# Star Wars The Mandalorian: Staffel 2 kommt im Oktober nach Deutschland



## PCGH-Redaktion (7. Februar 2020)

Jetzt ist Ihre Meinung gefragt zu *Star Wars The Mandalorian: Staffel 2 kommt im Oktober nach Deutschland*

						In diesem Jahr soll die bislang erfolgreiche Serie weiter ausgebaut werden und eine zweite Staffel erhalten. Zudem soll es Spin-offs geben. Alles abrufbar im kostenpflichtigen Streaming-Dienst Disney Plus.

						Bitte beachten Sie: Der Kommentarbereich wird gemäß der Forenregeln moderiert.

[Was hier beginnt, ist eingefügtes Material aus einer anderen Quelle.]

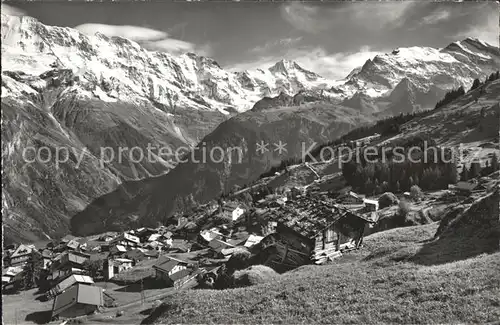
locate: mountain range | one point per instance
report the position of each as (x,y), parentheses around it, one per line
(66,92)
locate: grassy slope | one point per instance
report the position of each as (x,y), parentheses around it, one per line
(369,289)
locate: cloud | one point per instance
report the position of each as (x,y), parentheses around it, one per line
(486,29)
(133,33)
(332,66)
(151,39)
(284,43)
(436,17)
(315,19)
(12,11)
(176,46)
(305,18)
(376,14)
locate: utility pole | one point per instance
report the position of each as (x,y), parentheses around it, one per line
(143,298)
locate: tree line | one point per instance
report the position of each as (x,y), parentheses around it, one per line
(379,175)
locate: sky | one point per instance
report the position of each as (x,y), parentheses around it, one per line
(330,39)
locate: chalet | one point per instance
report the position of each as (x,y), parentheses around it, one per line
(68,263)
(312,232)
(371,205)
(47,258)
(145,233)
(155,245)
(137,254)
(467,188)
(72,245)
(126,239)
(354,198)
(10,273)
(106,238)
(170,270)
(180,245)
(77,300)
(115,266)
(21,255)
(217,245)
(66,239)
(70,281)
(117,250)
(253,240)
(233,210)
(209,235)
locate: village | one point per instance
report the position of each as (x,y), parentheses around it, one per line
(281,229)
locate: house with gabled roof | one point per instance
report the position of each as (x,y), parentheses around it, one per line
(467,188)
(312,231)
(73,245)
(170,270)
(126,239)
(77,300)
(10,273)
(69,281)
(217,245)
(70,262)
(115,266)
(21,255)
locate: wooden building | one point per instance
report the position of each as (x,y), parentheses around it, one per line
(77,300)
(311,232)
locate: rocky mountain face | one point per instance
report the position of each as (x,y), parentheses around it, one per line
(93,105)
(415,78)
(250,145)
(79,98)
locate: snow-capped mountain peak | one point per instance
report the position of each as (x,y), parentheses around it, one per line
(136,74)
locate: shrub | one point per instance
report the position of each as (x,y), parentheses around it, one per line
(387,199)
(253,275)
(416,192)
(240,259)
(402,214)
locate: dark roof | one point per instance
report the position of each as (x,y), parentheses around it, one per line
(67,238)
(309,216)
(79,293)
(166,264)
(466,186)
(179,275)
(218,245)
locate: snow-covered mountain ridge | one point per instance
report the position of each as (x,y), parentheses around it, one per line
(117,69)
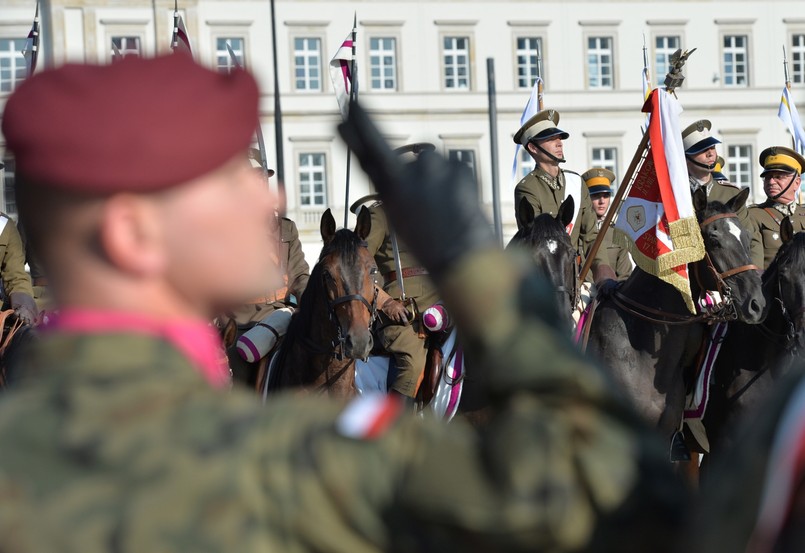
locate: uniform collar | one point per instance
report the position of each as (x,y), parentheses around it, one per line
(196,340)
(555,183)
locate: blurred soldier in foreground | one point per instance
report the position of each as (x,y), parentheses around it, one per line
(121,439)
(782,177)
(701,157)
(286,254)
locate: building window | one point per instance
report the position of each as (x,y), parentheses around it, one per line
(599,62)
(9,197)
(606,158)
(223,61)
(529,49)
(664,48)
(383,63)
(798,59)
(525,162)
(464,156)
(12,64)
(307,63)
(739,164)
(126,45)
(312,180)
(456,59)
(736,60)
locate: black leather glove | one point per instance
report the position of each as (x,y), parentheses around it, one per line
(431,203)
(24,306)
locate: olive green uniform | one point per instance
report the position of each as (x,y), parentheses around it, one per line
(296,272)
(546,193)
(767,218)
(402,342)
(117,444)
(12,259)
(723,191)
(614,255)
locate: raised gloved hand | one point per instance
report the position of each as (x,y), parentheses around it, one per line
(24,306)
(431,203)
(395,310)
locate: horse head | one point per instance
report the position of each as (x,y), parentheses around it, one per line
(348,272)
(545,237)
(727,267)
(786,279)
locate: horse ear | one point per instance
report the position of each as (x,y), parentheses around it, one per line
(786,230)
(525,212)
(700,200)
(364,225)
(738,201)
(327,226)
(565,215)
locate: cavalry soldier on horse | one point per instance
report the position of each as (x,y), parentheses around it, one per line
(782,176)
(701,157)
(547,186)
(124,436)
(599,184)
(288,255)
(413,287)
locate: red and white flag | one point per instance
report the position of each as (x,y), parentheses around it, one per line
(180,42)
(657,222)
(343,66)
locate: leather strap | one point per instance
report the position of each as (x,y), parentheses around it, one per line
(408,272)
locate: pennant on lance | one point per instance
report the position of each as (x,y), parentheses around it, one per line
(657,222)
(342,68)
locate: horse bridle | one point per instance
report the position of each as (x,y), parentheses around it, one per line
(728,312)
(340,340)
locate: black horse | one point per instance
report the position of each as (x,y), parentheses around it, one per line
(646,336)
(549,244)
(754,357)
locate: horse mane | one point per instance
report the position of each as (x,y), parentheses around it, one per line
(544,227)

Allgemeine Fragen und Kritik zu Online-Artikeln von PC Games Hardware sind im Feedback-Unterforum zu veröffentlichen und nicht im Kommentarthread zu einer News. Dort werden sie ohne Nachfragen entfernt.




			Dieser Inhalt steht nur eingeloggten Mitgliedern zur Verfügung.
        

 Zurück zum Artikel: *Star Wars The Mandalorian: Staffel 2 kommt im Oktober nach Deutschland*


----------



## tallantis (7. Februar 2020)

Ob es wen gibt der auf den März wartet für die Serie? :^)


----------



## dailydoseofgaming (7. Februar 2020)

tallantis schrieb:


> Ob es wen gibt der auf den März wartet für die Serie? :^)



In den Köpfen der Disney Manager vielleicht, aber in der Realität nicht...

Da viele Leute Serien ohnehin auf Englisch gucken, ist meist total egal wann es "wo" released wird (in Zeiten des Internets eh schwierig).


----------



## Rollora (7. Februar 2020)

dailydoseofgaming schrieb:


> In den Köpfen der Disney Manager vielleicht, aber in der Realität nicht...
> 
> Da viele Leute Serien ohnehin auf Englisch gucken, ist meist total egal wann es "wo" released wird (in Zeiten des Internets eh schwierig).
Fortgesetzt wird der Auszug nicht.